Ich hatte das große Glück, mit Pferden aufwachsen zu dürfen. Auf dem kleinen elterlichen Gestüt in der Wetterau (Hessen) hat sich meine Mutter einen Kindheitstraum verwirklicht und begann in den 90er Jahren, südamerikanische Gangpferde zu züchten. Sie kaufte eine der ersten Mangalarga-Marchador-Stuten, die damals nach Deutschland kamen und verliebte sich in die Rasse. Somit kamen wir Kinder früh mit der Verantwortung in Berührung, die diese Passion mit sich bringt, und auch mit der Arbeit auf einem Hof, wo alles selbst gemacht wird: von der alltäglichen Stallarbeit bis zur jährlichen Heuernte.
Der Hof von damals ist mittlerweile nach Sachsen Anhalt umgezogen und wird dort nun als Wanderreitstation weiter betrieben. Meine Eltern waren und sind große Unterstützer meines beruflichen Wegs, dafür danke ich ihnen sehr.

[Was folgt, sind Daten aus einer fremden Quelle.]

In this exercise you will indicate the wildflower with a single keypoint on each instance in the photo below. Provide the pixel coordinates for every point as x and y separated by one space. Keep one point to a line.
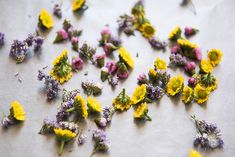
45 20
147 30
205 66
141 112
214 56
126 57
93 105
62 69
201 94
208 135
187 94
175 34
57 10
175 85
139 94
189 31
77 63
122 101
61 36
160 64
63 136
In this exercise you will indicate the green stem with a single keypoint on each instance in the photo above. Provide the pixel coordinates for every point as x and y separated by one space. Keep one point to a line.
61 147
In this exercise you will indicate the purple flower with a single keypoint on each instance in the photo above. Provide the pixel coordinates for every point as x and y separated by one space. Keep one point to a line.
112 67
77 63
189 67
2 35
198 54
57 11
192 81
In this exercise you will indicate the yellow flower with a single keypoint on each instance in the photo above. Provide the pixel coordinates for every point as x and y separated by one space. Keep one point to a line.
205 66
80 105
62 70
147 30
46 19
141 112
17 111
186 44
175 85
175 34
93 105
126 57
201 94
187 94
139 94
214 56
122 101
160 64
194 153
78 4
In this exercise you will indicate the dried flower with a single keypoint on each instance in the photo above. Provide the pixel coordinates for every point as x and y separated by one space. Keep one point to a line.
2 36
77 63
189 31
91 88
52 85
45 20
208 135
57 10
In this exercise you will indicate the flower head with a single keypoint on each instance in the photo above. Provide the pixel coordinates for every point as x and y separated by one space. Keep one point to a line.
201 94
205 66
93 105
125 56
17 111
160 64
175 34
187 94
214 56
122 101
147 30
175 85
45 19
141 112
78 4
139 94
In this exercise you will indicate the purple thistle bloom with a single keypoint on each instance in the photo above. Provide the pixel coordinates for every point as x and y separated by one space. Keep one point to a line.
2 35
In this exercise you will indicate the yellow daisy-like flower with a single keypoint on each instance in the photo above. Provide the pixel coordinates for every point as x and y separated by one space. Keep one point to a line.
175 34
122 101
186 44
125 56
187 94
175 85
160 64
93 105
139 94
17 111
62 70
201 94
214 56
46 19
141 112
80 105
78 4
147 30
205 66
194 153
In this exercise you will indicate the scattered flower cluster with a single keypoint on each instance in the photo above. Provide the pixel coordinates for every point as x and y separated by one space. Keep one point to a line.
17 115
51 85
20 49
68 32
109 42
208 135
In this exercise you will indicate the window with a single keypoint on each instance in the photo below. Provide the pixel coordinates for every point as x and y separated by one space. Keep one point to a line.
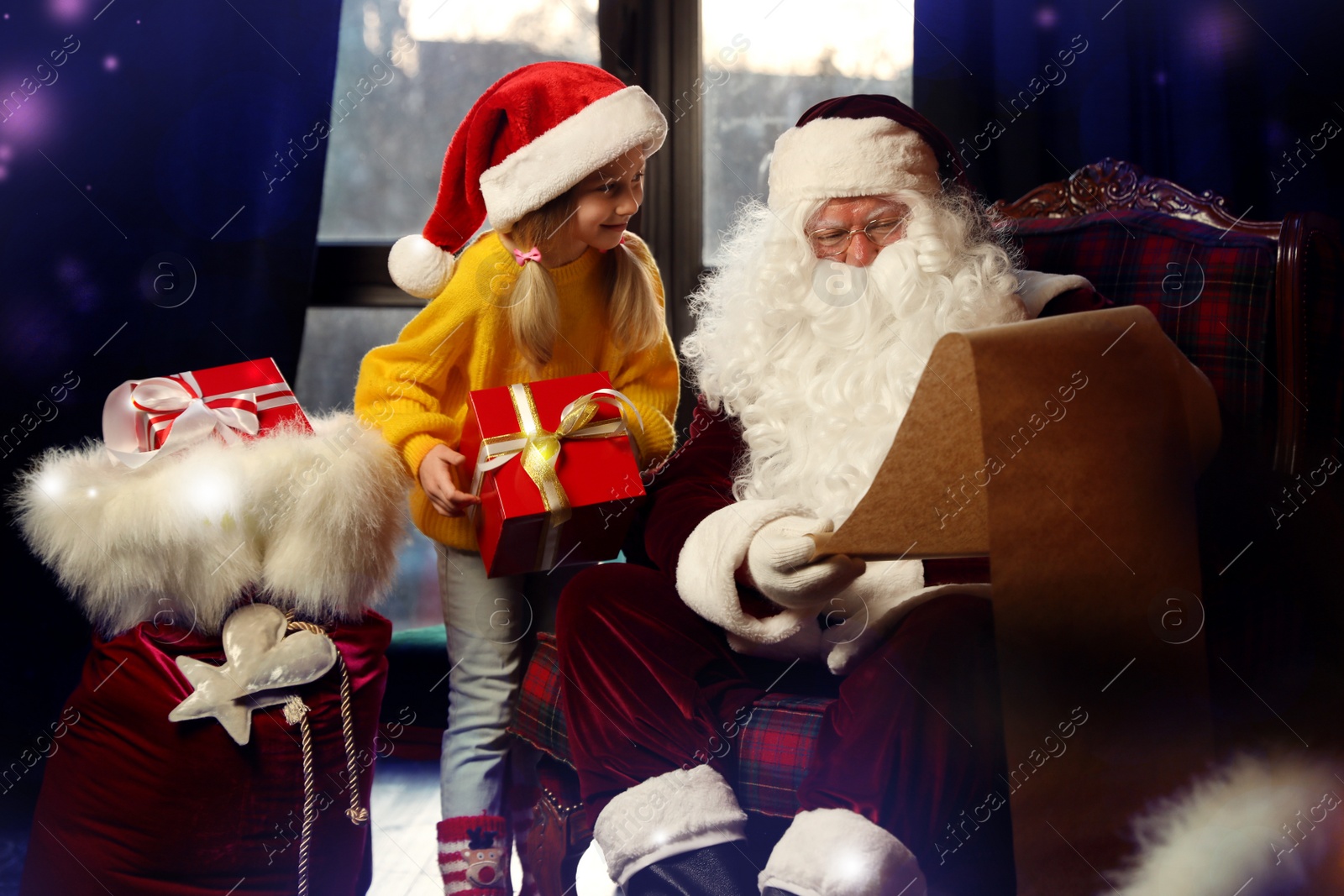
765 62
407 71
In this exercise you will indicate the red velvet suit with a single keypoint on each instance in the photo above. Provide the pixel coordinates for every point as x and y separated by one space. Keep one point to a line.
913 741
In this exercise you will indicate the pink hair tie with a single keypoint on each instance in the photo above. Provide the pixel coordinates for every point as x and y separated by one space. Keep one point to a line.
531 255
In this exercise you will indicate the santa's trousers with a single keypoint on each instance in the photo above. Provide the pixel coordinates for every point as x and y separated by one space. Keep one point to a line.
913 741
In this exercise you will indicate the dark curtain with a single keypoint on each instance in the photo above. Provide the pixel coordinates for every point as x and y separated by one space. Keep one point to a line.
1207 93
158 212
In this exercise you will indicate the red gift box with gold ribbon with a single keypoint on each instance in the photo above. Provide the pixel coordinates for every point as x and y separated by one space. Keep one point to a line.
165 414
555 472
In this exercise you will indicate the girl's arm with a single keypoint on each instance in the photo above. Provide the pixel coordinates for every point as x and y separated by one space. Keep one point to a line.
407 390
651 378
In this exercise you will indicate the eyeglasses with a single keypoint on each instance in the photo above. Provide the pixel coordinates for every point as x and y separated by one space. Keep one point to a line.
879 233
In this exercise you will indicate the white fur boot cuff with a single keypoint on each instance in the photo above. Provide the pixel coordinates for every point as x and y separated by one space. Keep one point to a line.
667 815
835 852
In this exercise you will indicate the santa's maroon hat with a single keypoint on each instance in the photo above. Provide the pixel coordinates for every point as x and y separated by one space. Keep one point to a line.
533 134
860 145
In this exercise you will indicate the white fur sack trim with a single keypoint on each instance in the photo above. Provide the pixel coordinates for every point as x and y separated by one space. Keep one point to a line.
835 157
591 878
1037 288
309 520
420 268
675 813
534 175
710 558
837 852
1278 821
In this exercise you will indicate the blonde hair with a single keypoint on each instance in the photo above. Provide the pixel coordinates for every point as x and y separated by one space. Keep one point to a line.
633 312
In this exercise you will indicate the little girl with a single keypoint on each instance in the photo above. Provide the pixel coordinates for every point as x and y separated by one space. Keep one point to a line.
553 155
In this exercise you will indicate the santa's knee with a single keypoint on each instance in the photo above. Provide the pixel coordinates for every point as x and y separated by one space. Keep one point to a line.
596 600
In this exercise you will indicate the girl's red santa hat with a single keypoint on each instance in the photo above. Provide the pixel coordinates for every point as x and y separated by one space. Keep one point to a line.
860 145
534 134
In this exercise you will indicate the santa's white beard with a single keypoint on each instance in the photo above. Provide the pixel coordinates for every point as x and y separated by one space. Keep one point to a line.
822 387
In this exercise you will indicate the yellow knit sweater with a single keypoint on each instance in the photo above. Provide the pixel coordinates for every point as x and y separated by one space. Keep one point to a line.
416 389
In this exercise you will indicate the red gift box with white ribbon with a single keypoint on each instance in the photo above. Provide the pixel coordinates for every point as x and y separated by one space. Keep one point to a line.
555 472
143 419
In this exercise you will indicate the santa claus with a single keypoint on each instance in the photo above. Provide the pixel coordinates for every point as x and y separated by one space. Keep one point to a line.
811 340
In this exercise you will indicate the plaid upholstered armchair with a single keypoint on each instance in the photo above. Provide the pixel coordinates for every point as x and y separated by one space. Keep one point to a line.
1253 304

Nachdem ich als Kindin einige Reitweisen "reinschnuppern" durfte (was Westernreiten, die typische 90er-Jahre-Reitschulen-Dressur, Reiten im Chiron-Sitz und einiges mehr umfasste...) und mit unseren Pferden an kleineren Gangpferdeturnieren der IGV (Internationalen Gangpferdevereinigung) teilnahm, traf ich 2013 in Brasilien auf der Hazienda eines Marchador-Züchters auf Kaja Stührenberg. Ich durfte an einem Kurs teilnehmen, den sie dort gab. Da hatte ich zum ersten Mal in meinem Leben das Gefühl, den Reitunterricht zu bekommen, der mich mit den Pferden wirklich weiter brachte, geprägt von freundlichem und respektvollem Miteinander zwischen Mensch und Pferd. Hier begann mein verstärktes Interesse an klassisch-barocken Ausbildungswegen.
Im Sommer 2015 machte ich bei Kaja ein mehrwöchiges Praktikum. Die Zeit war geprägt von einer Vielfalt an verschiedenen Rassen.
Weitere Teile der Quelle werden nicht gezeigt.